Refrigerant Questions Answered

Are CFC’s (Chlorofluorocarbons) Illegal?

No. It is perfectly legal to buy, sell or possess CFC’s. However, It is highly illegal to import, or manufacture CFC’s. Customs officials are well versed in CFC smuggling. The existing 1995 stockpile of CFC’s within the United States has been sold, bought, cleaned, repackaged and sold again frequently.

I have an old system which has not run for years. What kind of gas is in it and how much gas does it contain?


If you are lucky, you will find a metal plate attached to the unit which states how many pounds of what gas is a full charge. If the plate only tells you a “ton” rating of the chiller, a rule of thumb is to multiply the ton rating by 2.6 to get the pounds of a full charge. For example, a 500 ton unit should contain about 2.6 x 500 = 1,300 pounds.

Without a plate at all, you need to contact a local mechanical contractor, preferably, the one who serviced the unit for the last 10 years. If you can find this contractor, your information is a phone call away. If not, than what brand of chiller is it? If it is a Trane, then call the local Trane dealer with the model number.

After you find this information out, don’t count on the volume poundage to be accurate. It will be the full charge or something less. If the system has not run for a period of time, it will be substantially less.



I pulled out some gas from a chiller and want to install it into another system. Can I do that?


Once gas has been removed from a system, it is legally required to be purified to ARI-700 specifications before placed back into service. The only exception is when both systems are located at the same facility. In such a case, it is still not wise, as the increased electrical cost to operate an inefficient system would far outweigh the cost of cleaning your dirty gas.



We are evaluating the choice of purchasing a new HVAC system, or milking along the old one which uses CFC’s. Will the CFC’s still be available in coming years?


Yes, I am sure R-12 will always be available; however, it might cost $200 per pound. CFC supply shortages will most likely accelerate as many CFC’s are being burned to generate carbon credits. What you should also be concerned with, is the savings in your company’s electric bill over the next 10 years operating the newer more efficient system.

I have a system running on R-22. I heard they are phasing that gas out. Will it still be available later?


  Yes, you are correct. The USEPA is severely limiting the production and importation of R-22, which has caused the priced to go through the roof.

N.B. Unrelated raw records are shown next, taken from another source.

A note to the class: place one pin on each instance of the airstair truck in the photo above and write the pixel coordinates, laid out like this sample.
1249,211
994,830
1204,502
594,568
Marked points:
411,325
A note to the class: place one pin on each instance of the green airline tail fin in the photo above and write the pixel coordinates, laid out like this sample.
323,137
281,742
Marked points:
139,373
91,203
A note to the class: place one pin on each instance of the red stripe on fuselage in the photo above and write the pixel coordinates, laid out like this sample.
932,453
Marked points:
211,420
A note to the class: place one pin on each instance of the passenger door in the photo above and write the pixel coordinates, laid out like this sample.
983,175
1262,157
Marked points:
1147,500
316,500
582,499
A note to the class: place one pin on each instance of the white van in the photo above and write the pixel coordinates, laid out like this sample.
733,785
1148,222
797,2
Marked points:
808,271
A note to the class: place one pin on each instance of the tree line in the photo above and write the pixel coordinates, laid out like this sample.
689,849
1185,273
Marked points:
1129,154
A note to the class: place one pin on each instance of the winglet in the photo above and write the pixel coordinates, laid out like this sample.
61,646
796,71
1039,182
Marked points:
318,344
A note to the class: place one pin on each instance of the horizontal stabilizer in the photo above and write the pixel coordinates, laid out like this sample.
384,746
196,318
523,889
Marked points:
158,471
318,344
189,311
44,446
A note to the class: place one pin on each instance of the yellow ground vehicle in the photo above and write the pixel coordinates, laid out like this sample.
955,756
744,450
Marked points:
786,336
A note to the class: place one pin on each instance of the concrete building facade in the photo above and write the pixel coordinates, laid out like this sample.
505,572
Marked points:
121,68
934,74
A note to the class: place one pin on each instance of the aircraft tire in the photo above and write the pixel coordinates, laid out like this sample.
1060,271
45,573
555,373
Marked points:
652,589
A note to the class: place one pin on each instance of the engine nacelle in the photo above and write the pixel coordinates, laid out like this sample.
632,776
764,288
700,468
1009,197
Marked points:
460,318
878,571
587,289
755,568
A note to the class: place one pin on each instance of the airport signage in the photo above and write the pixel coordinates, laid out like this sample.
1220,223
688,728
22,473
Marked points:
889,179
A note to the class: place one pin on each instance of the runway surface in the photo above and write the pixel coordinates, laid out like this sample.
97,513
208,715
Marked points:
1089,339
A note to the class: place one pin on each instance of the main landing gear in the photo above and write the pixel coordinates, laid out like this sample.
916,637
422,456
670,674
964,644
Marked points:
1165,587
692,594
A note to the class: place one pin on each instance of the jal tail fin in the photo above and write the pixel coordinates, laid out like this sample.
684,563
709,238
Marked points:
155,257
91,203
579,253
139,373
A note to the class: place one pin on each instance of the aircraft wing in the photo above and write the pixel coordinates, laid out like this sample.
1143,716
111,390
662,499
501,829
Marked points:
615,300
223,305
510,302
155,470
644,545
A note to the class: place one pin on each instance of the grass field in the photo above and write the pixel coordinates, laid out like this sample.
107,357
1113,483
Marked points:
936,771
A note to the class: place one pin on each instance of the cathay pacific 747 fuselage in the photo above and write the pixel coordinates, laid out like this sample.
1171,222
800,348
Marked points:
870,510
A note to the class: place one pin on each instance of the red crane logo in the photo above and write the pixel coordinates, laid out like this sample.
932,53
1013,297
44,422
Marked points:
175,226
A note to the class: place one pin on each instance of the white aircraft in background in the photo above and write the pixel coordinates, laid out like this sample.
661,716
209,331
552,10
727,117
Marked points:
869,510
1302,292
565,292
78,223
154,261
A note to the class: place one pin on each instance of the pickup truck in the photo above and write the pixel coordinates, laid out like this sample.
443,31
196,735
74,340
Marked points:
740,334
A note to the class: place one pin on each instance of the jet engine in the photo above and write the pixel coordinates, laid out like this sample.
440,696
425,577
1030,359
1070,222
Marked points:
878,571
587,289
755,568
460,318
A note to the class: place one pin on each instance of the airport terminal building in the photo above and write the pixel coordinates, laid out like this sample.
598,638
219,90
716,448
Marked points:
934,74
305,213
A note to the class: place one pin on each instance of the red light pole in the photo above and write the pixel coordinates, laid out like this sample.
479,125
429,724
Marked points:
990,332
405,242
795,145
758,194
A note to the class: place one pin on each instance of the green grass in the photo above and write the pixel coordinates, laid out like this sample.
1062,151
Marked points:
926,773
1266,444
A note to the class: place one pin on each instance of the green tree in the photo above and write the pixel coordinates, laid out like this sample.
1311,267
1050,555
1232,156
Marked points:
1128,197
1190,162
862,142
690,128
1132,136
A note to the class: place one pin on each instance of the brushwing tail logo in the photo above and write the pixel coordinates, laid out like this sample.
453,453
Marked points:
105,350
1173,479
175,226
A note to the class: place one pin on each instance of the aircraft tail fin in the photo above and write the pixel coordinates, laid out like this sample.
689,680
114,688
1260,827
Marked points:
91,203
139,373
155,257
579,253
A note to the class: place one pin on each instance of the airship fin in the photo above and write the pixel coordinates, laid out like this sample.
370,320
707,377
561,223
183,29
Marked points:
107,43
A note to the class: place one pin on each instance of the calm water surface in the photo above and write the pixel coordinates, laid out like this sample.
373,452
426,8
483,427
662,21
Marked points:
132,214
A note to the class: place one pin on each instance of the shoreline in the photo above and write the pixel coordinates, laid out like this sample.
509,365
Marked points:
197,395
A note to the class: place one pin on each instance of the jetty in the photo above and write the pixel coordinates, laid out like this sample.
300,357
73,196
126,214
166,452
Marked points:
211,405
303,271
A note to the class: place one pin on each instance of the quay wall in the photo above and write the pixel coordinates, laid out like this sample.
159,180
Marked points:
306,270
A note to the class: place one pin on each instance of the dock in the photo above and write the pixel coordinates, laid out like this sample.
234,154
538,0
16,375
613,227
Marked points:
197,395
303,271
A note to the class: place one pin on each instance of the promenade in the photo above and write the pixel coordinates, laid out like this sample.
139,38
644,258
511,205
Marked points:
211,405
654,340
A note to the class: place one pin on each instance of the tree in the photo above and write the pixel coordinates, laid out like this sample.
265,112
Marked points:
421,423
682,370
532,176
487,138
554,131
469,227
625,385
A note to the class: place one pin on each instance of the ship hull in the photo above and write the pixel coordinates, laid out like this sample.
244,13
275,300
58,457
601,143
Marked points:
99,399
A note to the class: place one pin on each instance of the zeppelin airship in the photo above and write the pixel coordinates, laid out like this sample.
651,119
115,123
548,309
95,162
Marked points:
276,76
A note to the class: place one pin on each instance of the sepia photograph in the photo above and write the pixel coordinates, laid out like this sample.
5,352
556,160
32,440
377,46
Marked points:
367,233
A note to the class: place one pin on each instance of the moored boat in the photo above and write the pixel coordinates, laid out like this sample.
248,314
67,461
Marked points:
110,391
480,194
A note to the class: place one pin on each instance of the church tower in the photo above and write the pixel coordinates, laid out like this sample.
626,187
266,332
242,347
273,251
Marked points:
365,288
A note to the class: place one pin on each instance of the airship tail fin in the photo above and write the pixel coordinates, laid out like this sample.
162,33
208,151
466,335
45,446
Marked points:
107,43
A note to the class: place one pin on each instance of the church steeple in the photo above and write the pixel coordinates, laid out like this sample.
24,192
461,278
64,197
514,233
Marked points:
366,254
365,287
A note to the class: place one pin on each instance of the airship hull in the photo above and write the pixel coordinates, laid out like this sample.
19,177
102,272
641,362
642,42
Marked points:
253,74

Each year the amount of R-22 is being cut. About 50% of all residential currently in operation use R-22. The HCFC R-22 of today is the CFC R-12 of 1994: Still somewhat reasonably priced, but about to become scarce and very expensive.


I have a brand new system I am evacuating. I am sure the gas we pull out will meet ARI-700 standards.


  No, it won’t. When an HVAC system is charged, oil is added to make the system operate more efficiently. Even if no oil was added, ARI-700 standards have limitations on the amount of air contaminating refrigerant gas. It is difficult to evacuate gas from a system without contamination it with air.



I just got sprayed in the face with Freon while using an Ice pick to defrost my freezer. Should I go to the hospital?


  Refrigerant Supply gets this phone call about once a month. While liability concerns do not allow for a definitive answer here, allow me to make a few statements for you to make your own judgment:

  • Most refrigerant gas (particularly in consumer products) is non-toxic.

  • Various refrigerant gases are used to charge MDI’s (meter dose inhalers), and computer keyboard cleaners.

  • Refrigerant Gases are considered hazardous if released in confined spaces or non-ventilated areas. This is because a large amount of refrigerant gas will displace the oxygen causing asphyxia.